Le samedi 18 avril dernier, plusieurs hommes politiques étrangers se sont joints au gouvernement togolais lors de la présentation d’une nouvelle stratégie de médiation.
Cette nouvelle stratégie relaye celle adoptée il y a cinq ans. Une étape marquante que le ministre des Affaires étrangères, Robert Dussey, a confirmée aux délégations internationales.

« Le Togo est prêt à mettre son expertise en matière de médiation et son ancrage régional au service de la stabilité, en jouant le rôle de passerelle entre le Sahel et ma communauté internationale au sens large », a-t-il affirmé.
Étaient présents à cette rencontre, des représentants de la Communauté économique des États de l’Afrique de l’Ouest, les membres de l’ONU ou encore les représentants des pays membres de l’Alliance des États du Sahel (Mali, Niger, Burkina Faso) pour ne citer que ceux-ci.
Le ministre des Affaires étrangères du Mali, Abdoulaye Diop, de son côté a insisté sur deux points : d’abord mettre fin à l’accueil de forces étrangères hostiles qui déstabilisent les États voisins et ensuite parvenir à une définition commune du terrorisme pour renforcer la coopération régionale.
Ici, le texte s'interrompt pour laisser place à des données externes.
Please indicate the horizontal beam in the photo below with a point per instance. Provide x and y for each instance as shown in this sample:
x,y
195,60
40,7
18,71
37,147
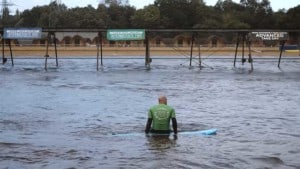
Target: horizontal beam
x,y
171,30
« La coopération en matière de sécurité exige, en particulier, de mettre fin à l’accueil de forces étrangères hostiles menant des actions visant à déstabiliser ou à renverser les États voisins.
La coopération régionale dans la lutte contre le terrorisme nécessite également de s’accorder sur une définition commune de ce qui constitue un terroriste ou des terroristes », a-t-il déclaré.
Avec cette nouvelle stratégie, le Togo s’impose plus que jamais comme le trait d’union entre l’Alliance des États du Sahel (AES) et les instances internationales. En mettant son expertise au service de la stabilité, le gouvernement togolais espère transformer ces discussions en actions concrètes.